Essa abordagem oferece diversos benefícios para o dispositivo e para o servidor de mobilidade:

  • Facilidade de comunicação: Como o dispositivo inicia a conexão HTTP com o servidor, o acesso ao dispositivo não está sujeito a limitações de conectividade, como bloqueio de firewall, redes NAT privadas e outros.
  • Economia de comunicação: A técnica de Pull, de fácil implementação, exige muito tráfego de dados pois realiza comunicação com o servidor constantemente. A comunicação em dispositivos móveis é um recurso ainda caro, e neste sentido o Comet apresenta grande vantagem, pois a manutenção de conexão com timeout longo requer pouco tráfego de dados. O segredo para a minimização da comunicação é justamente o controle minucioso dos timeouts das conexões HTTP, que requer análise de características de rede e de particularidades das operadoras de telecomunicação.
  • Escalabilidade do servidor de mobilidade: Por ser um processo passivo de comunicação, a técnica do Comet exige menos recursos do servidor de mobilidade. Enquanto na técnica de Comet o dispositivo realiza conexões com o servidor em ciclos de tempo prolongados (tipicamente minutos ou dezenas de minutos), um mecanismo ativo de pulling precisa realizar conexões em ciclos curtos, tipicamente segundos. Isso significa que um servidor baseado em Comet sofre menor carga e, assim, pode atender um volume de dispositivos muito superior.
  • Característica on-line: Com a técnica de Comet, o M3 entrega a notificação ao dispositivo instantaneamente (desprezando-se tempo de comunicação de rede), pois o canal está sempre pronto para envio da mensagem. Para se obter tempo de entrega de notificações próximo ao real em mecanismos ativos de pulling, são necessários ciclos muito curtos de verificação, o que agride o uso de conexão e a escalabilidade da solução.

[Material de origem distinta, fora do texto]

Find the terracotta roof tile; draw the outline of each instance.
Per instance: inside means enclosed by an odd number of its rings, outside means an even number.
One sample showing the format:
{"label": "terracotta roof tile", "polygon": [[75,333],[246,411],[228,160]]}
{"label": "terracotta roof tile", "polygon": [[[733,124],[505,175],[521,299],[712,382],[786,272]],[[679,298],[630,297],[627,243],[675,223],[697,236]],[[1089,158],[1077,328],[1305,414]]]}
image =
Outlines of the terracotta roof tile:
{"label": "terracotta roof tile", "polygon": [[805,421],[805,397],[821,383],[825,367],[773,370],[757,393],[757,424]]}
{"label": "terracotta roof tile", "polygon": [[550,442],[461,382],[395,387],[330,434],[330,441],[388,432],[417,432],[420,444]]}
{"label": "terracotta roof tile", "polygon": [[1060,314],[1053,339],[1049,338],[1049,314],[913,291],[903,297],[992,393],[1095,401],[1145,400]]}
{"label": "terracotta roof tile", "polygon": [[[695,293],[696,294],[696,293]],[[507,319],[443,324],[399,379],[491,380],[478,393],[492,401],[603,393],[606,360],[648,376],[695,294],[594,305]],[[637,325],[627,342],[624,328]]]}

Considerações adicionais sobre uma solução de Push

Alguns aspectos são importantes para uma boa solução de Push, que aprendemos durante o processo de pesquisa e desenvolvimento do M3 Mobile Push.

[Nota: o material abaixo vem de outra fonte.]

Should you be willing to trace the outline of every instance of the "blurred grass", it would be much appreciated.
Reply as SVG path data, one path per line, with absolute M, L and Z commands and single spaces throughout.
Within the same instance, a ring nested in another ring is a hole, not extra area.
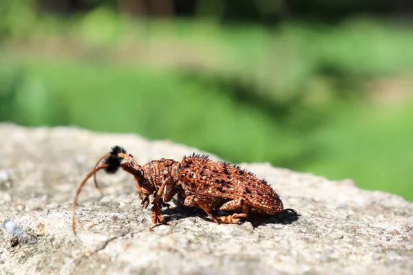
M 413 200 L 413 29 L 28 18 L 0 44 L 1 120 L 135 132 Z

A conexão HTTP é mantida pelo dispositivo. Só que um dispositivo móvel pode sofrer oscilações e quedas de sinal de rede, ou mesmo mudanças automáticas de rede, por exemplo saindo de um roteador wi-fi para outro. É importante tratar as situações de erro para que o dispositivo não mantenha referência para uma conexão HTTP de longa duração inválida, acarretando na incapacidade de o servidor enviar notificações ao mesmo.

No que se refere à escalabilidade da solução, é preciso muito cuidado com o uso de recursos do servidor. Se for implementada uma solução simplista com conexões HTTP síncronas, o servidor manterá um fluxo (thread) em execução para cada conexão aberta. E com o crescimento do número de dispositivos, a solução fica sobrecarregada. No caso do M3 Mobile Push, são utilizadas requisições HTTP assíncronas, de forma que, independentemente do número de dispositivos com conexão de Push ativa com o servidor, o número de fluxos de tratamento destas conexões é fixo.

O Push em outras plataformas suportadas pelo M3

Os sistemas iOS, da Apple, e Windows Phone 7, da Microsoft, oferecem sistemas e serviços nativos para implementação do mecanismo de Push. Em postagens futuras iremos abordar estes mecanismos com detalhe.